Oswald Touch is an iPhone game I created on the iPhoneDevCamp 2008. In this blog, I’ll describe the 17 hours non-stop coding it took creating the Oswald Touch. Note that this blog is a cross post from iphone.devcamp.dk.
Motivation and goals
I spent the weeks before iPhoneDevCamp thinking about what application I should program on the camp. I was looking for something that used the as little as possible from the rich API the SDK provide, since I didn’t have any experience with development for iPhones (or Mac).
Thanks to a commercial of the Danish TV-2’s 20 years anniversary, I remembered a game about the ice-bear Oswald jumping on ice and whales. The game was broadcasted on TV-2, where the users controlled the bear using their phone.
So I decided to create an Oswald remake for the iPhone. I found some suitable screenshots for the application at http://www.lemon64.com/games/details.php?ID=2548 . I estimated that I could program the game myself on the camp, so I decided to work alone on the project.
Developer Diary
The following diary is based on the plan I made as the first thing after I arrived to iPhoneDevCamp. I figured that I would be unable to plan anything in the middle of the night … but might be able to stick to a plan.
- 19:00 Setup, Chit-chat, pizza, Tech talk, let the coding begin….
- 00:00 Create a splash screen. I spent the first 3 hours trying to figure out why the low-level function CGContextDrawImage flipped the image vertically. In the end I gave up, when found out that the higher level object UIImage could also draw itself to a CGContext correctly.
- 01:00 Creating a background. Started with some water texture, but decided to keep the original blue Oswald water color
- 01:30 Extract all game graphics from screenshots (ice, whale, Oswald, Oswaldine).
- 02:30 Create a game model class. Basically the model is an array for each column of objects and an offset to make the object move. The characters both has a x and y coordinate that represents their location (in the array)
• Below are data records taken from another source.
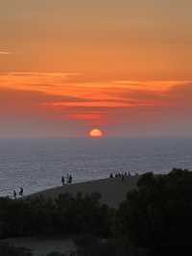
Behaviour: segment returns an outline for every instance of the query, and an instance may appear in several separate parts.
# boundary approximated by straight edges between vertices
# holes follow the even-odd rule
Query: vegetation
[[[154,255],[191,244],[192,172],[144,174],[118,211],[119,230],[132,244]]]
[[[80,256],[148,251],[165,255],[190,246],[191,216],[192,172],[175,168],[166,175],[142,175],[118,210],[101,204],[97,193],[76,197],[65,193],[56,200],[1,198],[0,238],[87,234],[79,241]]]
[[[111,211],[93,193],[74,198],[65,193],[56,200],[0,199],[0,238],[30,235],[89,233],[108,237],[111,233]]]
[[[0,243],[0,255],[2,256],[33,256],[26,248],[15,248],[10,244]]]

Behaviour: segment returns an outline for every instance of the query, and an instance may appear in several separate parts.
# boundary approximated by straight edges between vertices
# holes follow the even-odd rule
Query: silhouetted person
[[[20,188],[19,195],[23,196],[23,188],[22,187]]]
[[[71,184],[72,181],[73,181],[73,177],[72,177],[72,175],[70,174],[69,177],[68,177],[68,183]]]
[[[63,175],[61,176],[61,184],[62,184],[62,186],[64,185],[64,176]]]
[[[16,199],[16,192],[15,191],[13,191],[13,197],[14,197],[14,199]]]
[[[125,176],[124,176],[124,174],[121,175],[121,180],[122,180],[122,182],[125,181]]]

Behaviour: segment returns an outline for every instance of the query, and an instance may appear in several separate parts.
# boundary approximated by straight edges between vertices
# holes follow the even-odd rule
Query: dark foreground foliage
[[[102,241],[97,238],[85,238],[84,243],[76,242],[80,247],[78,256],[147,256],[147,249],[139,249],[127,240],[110,239]]]
[[[76,197],[66,193],[56,200],[0,199],[0,238],[88,234],[99,239],[82,244],[80,256],[134,256],[146,251],[153,256],[173,255],[191,246],[191,230],[192,172],[188,170],[142,175],[118,210],[101,204],[97,193]],[[101,238],[108,240],[102,243]]]
[[[33,256],[26,248],[15,248],[10,244],[0,243],[1,256]]]
[[[191,246],[192,172],[146,173],[128,193],[117,218],[121,235],[154,254]]]

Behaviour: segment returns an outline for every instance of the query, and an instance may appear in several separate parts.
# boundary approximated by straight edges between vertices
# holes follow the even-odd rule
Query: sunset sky
[[[0,2],[0,137],[192,136],[191,0]]]

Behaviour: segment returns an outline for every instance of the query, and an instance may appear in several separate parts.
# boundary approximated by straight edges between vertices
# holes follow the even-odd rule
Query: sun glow
[[[90,138],[102,138],[104,133],[100,129],[93,129],[89,132]]]

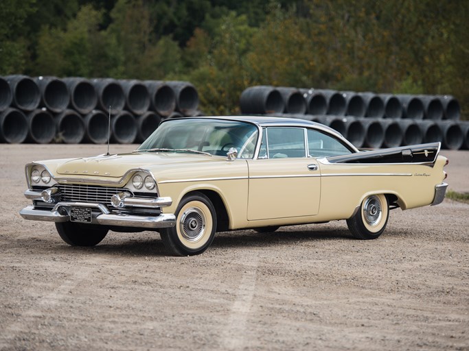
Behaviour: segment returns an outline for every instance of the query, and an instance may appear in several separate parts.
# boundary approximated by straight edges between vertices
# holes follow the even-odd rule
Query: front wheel
[[[363,200],[355,215],[347,219],[347,225],[356,239],[376,239],[385,231],[389,217],[389,204],[386,196],[372,195]]]
[[[215,237],[216,213],[202,193],[183,198],[176,211],[176,226],[161,229],[166,249],[175,256],[196,255],[205,251]]]
[[[108,233],[106,228],[73,222],[56,222],[56,228],[62,240],[72,246],[94,246]]]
- 03:00 Let the view draw the model
- 04:00 Implement touch events to move the characters.
- 06:00 Add a new thread that updated the model so the ice and the whales moved.
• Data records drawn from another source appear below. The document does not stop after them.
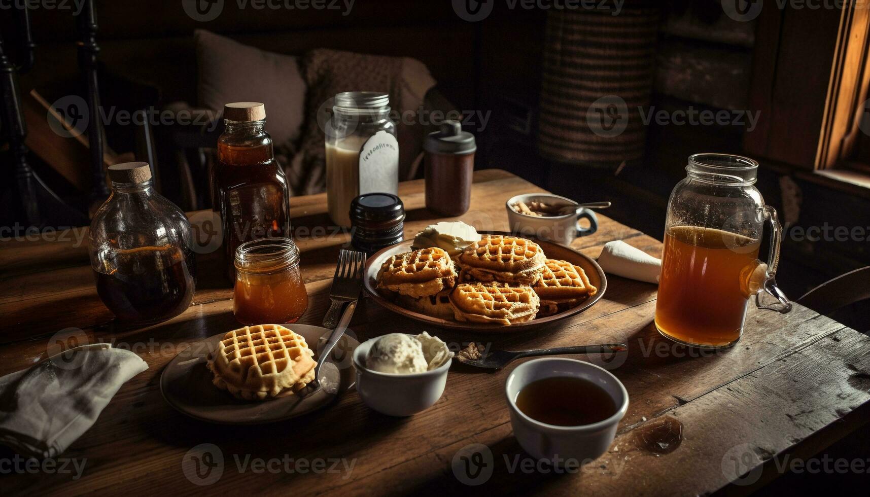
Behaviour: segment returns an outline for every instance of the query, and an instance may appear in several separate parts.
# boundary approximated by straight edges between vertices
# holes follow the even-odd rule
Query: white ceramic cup
[[[591,235],[598,231],[598,217],[589,209],[578,213],[569,212],[562,216],[529,216],[520,214],[511,208],[517,202],[528,204],[531,201],[544,202],[556,205],[577,205],[571,198],[549,193],[529,193],[517,195],[505,204],[507,220],[511,231],[517,235],[550,240],[564,245],[571,245],[574,238]],[[581,218],[589,220],[588,228],[581,228],[577,222]]]
[[[533,381],[554,376],[581,378],[598,385],[613,399],[616,413],[592,425],[559,426],[533,420],[517,407],[520,390]],[[532,457],[554,461],[557,466],[566,460],[584,464],[606,452],[628,410],[628,392],[615,376],[594,364],[573,359],[555,357],[524,362],[507,376],[505,393],[513,435],[520,447]]]
[[[414,335],[408,335],[414,338]],[[391,416],[411,416],[438,402],[447,384],[452,360],[432,371],[412,374],[379,373],[365,367],[369,349],[379,339],[366,340],[353,351],[357,392],[366,406]]]

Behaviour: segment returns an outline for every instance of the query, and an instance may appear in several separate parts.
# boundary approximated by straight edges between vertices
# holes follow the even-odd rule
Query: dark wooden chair
[[[870,265],[822,283],[807,292],[797,302],[820,314],[828,316],[867,299],[870,299]],[[866,319],[847,322],[852,320],[848,315],[838,315],[837,319],[864,332],[870,330],[870,322]]]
- 08:00 Added some logic (two players cannot be on same location) and fixed some bugs.
- 10:00 Added game over screen
- 11:00 Brunch and presentation
- 11:30 Wow … I won … I bit too tired to realize it.
Application architecture
- Model-View-Controller pattern
- 2 views
- 1 controller
- 1 model
- Views: UIView
- Delegates touch events to controller
- Overwrites drawRect to do the actual drawing
- Controller
- Mapping mouse events to model updates (movement of Oswalds)
- Model
- Location of game objects
- Logic (disallow movement of water, out of bounds, only one bear per location)
- Game thread – updates the location of game objects
- Memory management
- Load everything on startup (and hope it fits in memory)
- After startup the game does not allocate any new objects, so there shouldn’t be any memory leaks.
Conclusion
What a great way to end the week. I really enjoyed my first experience with the iPhone SDK, it’s a great platform with a better and more complete SDK than any other handheld device I have worked with.
And I want to thank the organizers for all the work they put in it. Great job.
I hope to see you all for the iPhoneDevCamp 09!